Daniel Radcliffe applauds late playwright Peter Shaffer

Sir Peter Shaffer, who wrote Amadeus, Equus and The Royal Hunt of the Sun, died aged 90

The Oscar-winning playwright Sir Peter Shaffer, who wrote Amadeus, Equus and The Royal Hunt of the Sun, has died in Ireland aged 90.

Shaffer’s play Amadeus won worldwide acclaim when it hit the silver screen, while Equus was given a new lease of life in 2007, when Harry Potter star Daniel Radcliffe played the lead role in the West End.

“Peter Shaffer was one of the great writers of his generation,” said National Theatre director Rufus Norris. “The plays he leaves behind are an enduring legacy.” Radcliffe said he was “one of the UK’s greatest playwrights”.

Shaffer and his twin brother Anthony, the playwright who wrote Sleuth, grew up in a Jewish family in Liverpool but studied in London and then Cambridge.

He was gay, and his career tailed off after his partner Robert Leonard, a vocal coach, died in 1990. Still, Shaffer had written three successful plays, lauded by critics, if not always initially.

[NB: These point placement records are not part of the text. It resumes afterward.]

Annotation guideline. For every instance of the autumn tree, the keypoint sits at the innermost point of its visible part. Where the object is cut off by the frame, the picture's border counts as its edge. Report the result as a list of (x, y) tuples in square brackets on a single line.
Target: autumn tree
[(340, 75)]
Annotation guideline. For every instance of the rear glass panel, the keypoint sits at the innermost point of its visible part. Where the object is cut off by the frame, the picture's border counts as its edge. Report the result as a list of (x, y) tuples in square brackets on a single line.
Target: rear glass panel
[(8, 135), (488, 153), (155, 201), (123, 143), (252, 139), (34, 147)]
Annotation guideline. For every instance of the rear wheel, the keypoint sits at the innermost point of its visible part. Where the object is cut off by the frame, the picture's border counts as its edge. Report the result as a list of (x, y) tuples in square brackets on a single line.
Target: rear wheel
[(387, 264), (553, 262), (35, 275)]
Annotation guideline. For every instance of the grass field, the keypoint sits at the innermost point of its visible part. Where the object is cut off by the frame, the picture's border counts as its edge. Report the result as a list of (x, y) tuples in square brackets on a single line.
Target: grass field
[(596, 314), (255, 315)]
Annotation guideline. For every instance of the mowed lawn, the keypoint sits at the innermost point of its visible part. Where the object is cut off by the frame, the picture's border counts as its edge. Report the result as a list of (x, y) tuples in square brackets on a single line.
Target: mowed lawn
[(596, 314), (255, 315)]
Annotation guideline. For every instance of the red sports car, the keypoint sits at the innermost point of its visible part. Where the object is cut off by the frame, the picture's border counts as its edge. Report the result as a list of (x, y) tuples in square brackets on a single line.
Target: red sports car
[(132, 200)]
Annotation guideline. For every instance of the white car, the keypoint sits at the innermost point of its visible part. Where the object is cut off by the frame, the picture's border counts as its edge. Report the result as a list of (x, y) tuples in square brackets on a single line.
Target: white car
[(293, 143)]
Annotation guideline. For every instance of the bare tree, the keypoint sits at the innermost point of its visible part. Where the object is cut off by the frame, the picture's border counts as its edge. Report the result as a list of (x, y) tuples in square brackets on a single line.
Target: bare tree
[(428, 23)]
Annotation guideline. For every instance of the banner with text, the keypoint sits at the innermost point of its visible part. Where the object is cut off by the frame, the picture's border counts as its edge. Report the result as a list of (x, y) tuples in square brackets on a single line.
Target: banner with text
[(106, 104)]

Writing in The Guardian, theatre critic Mark Lawson said: “The grand rhetoric and visual spectacle of The Royal Hunt of the Sun and Equus had been pejoratively called ‘operatic’ by some. Amadeus must be as close to a spoken opera as theatre has come. Shaping words into fugues and arias, the text resembles a libretto.”

He added: “Apart from the riches his production provided for the eyes, the other key to the Shaffer brand was that he wrote modern roles allowing great Shakespearean actors to use every note of their vocal instruments.”